Amid continued legal struggles and following a scandal that rocked the industry, major daily fantasy services DraftKings and FanDuel have seen a steep drop in their total prize pools for the biggest NFL tournaments. The huge weekly contests, which feature millions in prize money and a limited number of winners, have trended downward throughout the professional football season.
Adam Kreijcik, managing director of digital and interactive gaming at Eilers Research, which studies the daily fantasy industry, tweeted Monday a graph showing the continued shrinking of the prize pool in Guaranteed Prize Pool (GPP) contests. From Week 1 of the NFL season to Week 14, which took place this past weekend, combined prize pool money from FanDuel's Sunday Million and DraftKings' Millionaire Maker dropped from around $15 million to about $4 million, according to the graph.

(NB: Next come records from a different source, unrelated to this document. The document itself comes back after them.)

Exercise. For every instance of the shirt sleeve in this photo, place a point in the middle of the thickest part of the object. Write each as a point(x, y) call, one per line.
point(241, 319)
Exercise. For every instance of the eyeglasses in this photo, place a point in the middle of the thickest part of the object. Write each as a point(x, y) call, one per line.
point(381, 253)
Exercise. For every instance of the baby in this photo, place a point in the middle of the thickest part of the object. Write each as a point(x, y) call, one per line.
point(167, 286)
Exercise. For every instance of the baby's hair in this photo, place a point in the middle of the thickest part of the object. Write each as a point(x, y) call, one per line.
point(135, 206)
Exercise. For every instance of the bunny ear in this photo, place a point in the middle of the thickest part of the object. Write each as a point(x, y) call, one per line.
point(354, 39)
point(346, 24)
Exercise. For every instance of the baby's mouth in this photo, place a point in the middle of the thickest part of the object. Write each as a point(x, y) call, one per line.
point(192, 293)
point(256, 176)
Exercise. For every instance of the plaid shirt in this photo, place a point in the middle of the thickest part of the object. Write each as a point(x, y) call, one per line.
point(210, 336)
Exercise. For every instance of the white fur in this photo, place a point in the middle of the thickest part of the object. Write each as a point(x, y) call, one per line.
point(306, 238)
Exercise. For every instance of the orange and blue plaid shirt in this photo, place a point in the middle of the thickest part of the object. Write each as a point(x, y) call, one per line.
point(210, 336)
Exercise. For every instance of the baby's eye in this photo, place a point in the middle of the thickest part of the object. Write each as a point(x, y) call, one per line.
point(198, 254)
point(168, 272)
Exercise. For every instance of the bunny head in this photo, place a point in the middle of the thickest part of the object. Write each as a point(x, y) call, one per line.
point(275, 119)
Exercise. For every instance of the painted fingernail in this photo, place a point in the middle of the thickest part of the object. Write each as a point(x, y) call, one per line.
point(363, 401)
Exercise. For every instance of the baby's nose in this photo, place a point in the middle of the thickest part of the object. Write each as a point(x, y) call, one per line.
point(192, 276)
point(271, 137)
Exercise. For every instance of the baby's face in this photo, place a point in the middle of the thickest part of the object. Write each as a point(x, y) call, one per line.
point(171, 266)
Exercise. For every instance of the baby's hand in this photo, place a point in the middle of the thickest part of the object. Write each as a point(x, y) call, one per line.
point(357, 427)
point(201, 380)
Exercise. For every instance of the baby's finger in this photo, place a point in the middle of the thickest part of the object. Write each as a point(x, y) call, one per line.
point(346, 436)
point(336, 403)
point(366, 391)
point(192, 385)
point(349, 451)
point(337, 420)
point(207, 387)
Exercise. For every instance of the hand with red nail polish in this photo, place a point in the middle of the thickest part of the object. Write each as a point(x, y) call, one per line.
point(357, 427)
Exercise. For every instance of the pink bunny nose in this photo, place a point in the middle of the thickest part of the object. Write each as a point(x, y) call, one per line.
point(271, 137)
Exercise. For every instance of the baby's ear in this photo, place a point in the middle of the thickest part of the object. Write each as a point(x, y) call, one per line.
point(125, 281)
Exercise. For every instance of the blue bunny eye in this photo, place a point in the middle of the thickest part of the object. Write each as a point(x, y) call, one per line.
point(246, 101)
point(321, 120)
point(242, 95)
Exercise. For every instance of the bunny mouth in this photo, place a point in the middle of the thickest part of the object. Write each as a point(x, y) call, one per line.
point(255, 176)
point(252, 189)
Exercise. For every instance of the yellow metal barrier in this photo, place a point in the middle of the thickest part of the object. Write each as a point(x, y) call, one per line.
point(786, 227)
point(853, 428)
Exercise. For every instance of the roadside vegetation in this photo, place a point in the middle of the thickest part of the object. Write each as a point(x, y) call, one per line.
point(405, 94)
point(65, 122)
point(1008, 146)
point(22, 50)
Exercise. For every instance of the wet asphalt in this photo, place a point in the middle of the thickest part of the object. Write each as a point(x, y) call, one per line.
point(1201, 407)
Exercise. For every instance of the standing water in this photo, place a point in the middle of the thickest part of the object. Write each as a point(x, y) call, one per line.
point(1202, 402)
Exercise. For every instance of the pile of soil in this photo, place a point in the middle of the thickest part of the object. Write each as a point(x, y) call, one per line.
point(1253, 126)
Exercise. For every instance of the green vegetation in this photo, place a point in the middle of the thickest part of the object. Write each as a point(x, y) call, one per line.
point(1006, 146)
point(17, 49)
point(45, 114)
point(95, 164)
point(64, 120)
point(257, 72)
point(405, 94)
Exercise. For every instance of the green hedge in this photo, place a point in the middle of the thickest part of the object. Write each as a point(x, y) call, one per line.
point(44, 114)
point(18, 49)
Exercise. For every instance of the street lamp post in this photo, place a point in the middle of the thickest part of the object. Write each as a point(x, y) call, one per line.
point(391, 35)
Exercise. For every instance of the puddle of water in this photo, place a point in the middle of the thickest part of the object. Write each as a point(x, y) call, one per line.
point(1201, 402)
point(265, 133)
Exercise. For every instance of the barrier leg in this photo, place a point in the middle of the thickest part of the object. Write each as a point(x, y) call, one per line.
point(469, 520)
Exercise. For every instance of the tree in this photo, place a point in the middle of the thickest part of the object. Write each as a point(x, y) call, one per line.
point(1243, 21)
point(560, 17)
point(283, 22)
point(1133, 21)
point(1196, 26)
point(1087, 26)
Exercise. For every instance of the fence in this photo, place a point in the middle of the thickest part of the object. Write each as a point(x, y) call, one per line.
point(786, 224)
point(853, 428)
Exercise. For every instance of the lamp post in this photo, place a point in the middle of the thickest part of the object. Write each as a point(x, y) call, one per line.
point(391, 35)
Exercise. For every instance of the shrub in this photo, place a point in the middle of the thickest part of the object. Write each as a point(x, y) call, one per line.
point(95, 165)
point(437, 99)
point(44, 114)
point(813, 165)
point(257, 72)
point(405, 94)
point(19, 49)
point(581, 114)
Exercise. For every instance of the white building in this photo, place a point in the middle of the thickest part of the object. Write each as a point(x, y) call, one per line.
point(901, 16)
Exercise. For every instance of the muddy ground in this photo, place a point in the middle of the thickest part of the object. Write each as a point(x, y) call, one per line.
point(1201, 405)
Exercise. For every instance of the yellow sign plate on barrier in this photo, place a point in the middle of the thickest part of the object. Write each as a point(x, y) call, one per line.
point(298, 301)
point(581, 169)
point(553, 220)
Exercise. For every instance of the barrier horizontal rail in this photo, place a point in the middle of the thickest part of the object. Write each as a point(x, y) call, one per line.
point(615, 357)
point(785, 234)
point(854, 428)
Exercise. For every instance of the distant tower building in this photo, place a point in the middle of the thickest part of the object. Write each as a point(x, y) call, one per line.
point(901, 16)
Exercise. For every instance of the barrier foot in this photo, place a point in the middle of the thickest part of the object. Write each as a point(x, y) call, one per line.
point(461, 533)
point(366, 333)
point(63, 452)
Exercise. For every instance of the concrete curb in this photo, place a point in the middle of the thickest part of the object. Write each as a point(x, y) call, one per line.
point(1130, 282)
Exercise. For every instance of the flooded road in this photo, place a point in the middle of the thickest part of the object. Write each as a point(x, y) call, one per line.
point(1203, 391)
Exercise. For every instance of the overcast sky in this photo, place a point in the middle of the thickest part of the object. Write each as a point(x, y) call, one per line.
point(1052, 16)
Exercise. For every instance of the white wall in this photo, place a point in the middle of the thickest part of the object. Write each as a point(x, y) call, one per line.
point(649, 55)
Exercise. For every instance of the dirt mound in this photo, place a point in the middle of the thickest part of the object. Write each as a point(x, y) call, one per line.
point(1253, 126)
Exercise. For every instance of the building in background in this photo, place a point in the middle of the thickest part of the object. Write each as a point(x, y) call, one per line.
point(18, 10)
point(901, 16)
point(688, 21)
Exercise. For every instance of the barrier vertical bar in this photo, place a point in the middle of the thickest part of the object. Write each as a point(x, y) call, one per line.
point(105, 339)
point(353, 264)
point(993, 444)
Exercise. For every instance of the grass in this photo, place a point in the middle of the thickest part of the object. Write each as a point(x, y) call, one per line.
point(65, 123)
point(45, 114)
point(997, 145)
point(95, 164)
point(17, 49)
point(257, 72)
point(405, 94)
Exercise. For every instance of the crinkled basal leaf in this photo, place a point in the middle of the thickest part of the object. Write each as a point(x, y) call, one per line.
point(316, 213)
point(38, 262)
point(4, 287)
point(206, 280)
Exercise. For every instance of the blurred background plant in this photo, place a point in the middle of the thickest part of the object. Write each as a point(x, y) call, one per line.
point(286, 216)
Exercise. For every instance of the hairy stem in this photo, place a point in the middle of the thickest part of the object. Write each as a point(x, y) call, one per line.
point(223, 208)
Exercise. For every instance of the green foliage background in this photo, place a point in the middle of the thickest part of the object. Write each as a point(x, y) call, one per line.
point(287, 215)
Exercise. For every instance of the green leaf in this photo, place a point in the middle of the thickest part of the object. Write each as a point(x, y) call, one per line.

The big GPP tourney's at FanDuel & DraftKings continue to shrink - I think mostly due to shift in player preferences pic.twitter.com/hWr8I0be5A
— Adam Krejcik (@akrejcik) December 7, 2015
Kreijcik declined comment Monday, citing a new firm policy against discussing daily fantasy with the media. A report he co-authored, however, suggests users have gravitated away from the big GPP games after an October scandal involving a DraftKings employee unintentionally releasing customer data then winning $385,000 in a FanDuel NFL contest that same week.
"There are numerous explanations as to why these tournaments have been experiencing declines, not the least being the negative PR /extraordinary events surrounding the industry lately," the mid-November report read. "However, we believe there may also be some larger fundamental issues at work, namely, a general shift towards 'cash games', which provide a much greater value proposition for the majority of all users."
The big tournaments involving a modest entry fee and the chance to win huge payouts are the contests most associated with daily fantasy. They had been heavily featured in ad campaigns by FanDuel and DraftKings.
The industry has seen increased scrutiny following the scandal in October, with calls for further regulation or outright bans. Nevada first barred the games, requiring that the services acquire licenses. The New York state attorney general has also moved to ban daily fantasy, calling the sites illegal gambling.